Our strategy centers around the generation of cell lines expressing various mutants of ezrin representing various conformational states and then analyzing the bound proteins that are co-recovered with ezrin. As reported recently, we have placed a FLAG epitope into an internal region of ezrin that is poorly conserved in ERM proteins (7). Using this tagged version designated ezrin-iFLAG, we have generated stable Jeg-3 choriocarcinoma cell lines that express wild-type ezrin (ezrin-iFLAG), a variant with the activating T567E phosphomimetic mutation (ezrin-T567E-iFLAG), an inactive variant with the nonphosphorylatable T567A mutation (ezrin-T567A-iFLAG), and a variant containing a truncation of the C terminus that compromises the normal FERM/C-terminal tail interaction to expose the fully unmasked FERM domain of ezrin (ezrin(1–583)-iFLAG). The level of the ezrin-iFLAG variant expression in these cells is about the same as endogenous ezrin (7). As expected, ezrin-iFLAG localization was strictly apical, co-localizing with another ERM member radixin, whereas ezrin-T567A-iFLAG is cytoplasmic, and as reported recently, ezrin-T567E-iFLAG hyperlocalizes to the plasma membrane and localizes to the apical and basolateral domains of epithelial cells (Fig. 1A) (7).

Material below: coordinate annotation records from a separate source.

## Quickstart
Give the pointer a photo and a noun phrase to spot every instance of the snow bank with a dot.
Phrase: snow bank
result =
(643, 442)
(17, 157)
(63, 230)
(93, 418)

As about 50% of the ezrin-iFLAG is phosphorylated in vivo (7), we were initially surprised to find that immunoprecipitation of ezrin-iFLAG failed to recover detectable EBP50. By contrast, the construct with an unmasked FERM domain due to the truncation of the final two residues, ezrin(1–583)-iFLAG, recovered EBP50 efficiently (Fig. 1B). To see if the interaction of EBP50 with ezrin-iFLAG can be stabilized, we explored the use of the reversible cross-linking reagent DSP. Cells were subjected to different concentrations of cross-linker for 2 min, and the recovery of EBP50 with ezrin-iFLAG was monitored. These results showed that brief cross-linking with 1.25 mm DSP allowed for modest recovery of EBP50 with ezrin-iFLAG and vice versa (Fig. 1B). To explore how the ezrin/EBP50 interaction was affected by ezrin Thr-567 phosphosite mutations, we detected EBP50 in unphosphorylatable ezrin-T567A-iFLAG or phosphomimetic ezrin-T567E-iFLAG immunoprecipitations (Fig. 1C). The modest recovery of EBP50 was significantly reduced by mutation to T567A but was unaffected by mutation to T567E (Fig. 1C). We obtained similar results by immunoprecipitating EBP50 and detecting ezrin-iFLAG phosphomutants (Fig. 1D). Thus, the DSP-preserved interaction between EBP50 and ezrin is dependent on the availability of Thr-567 for phosphorylation and can be greatly increased by fully unmasking the FERM domain of ezrin as in ezrin-(1–583)-iFLAG (Fig. 1C).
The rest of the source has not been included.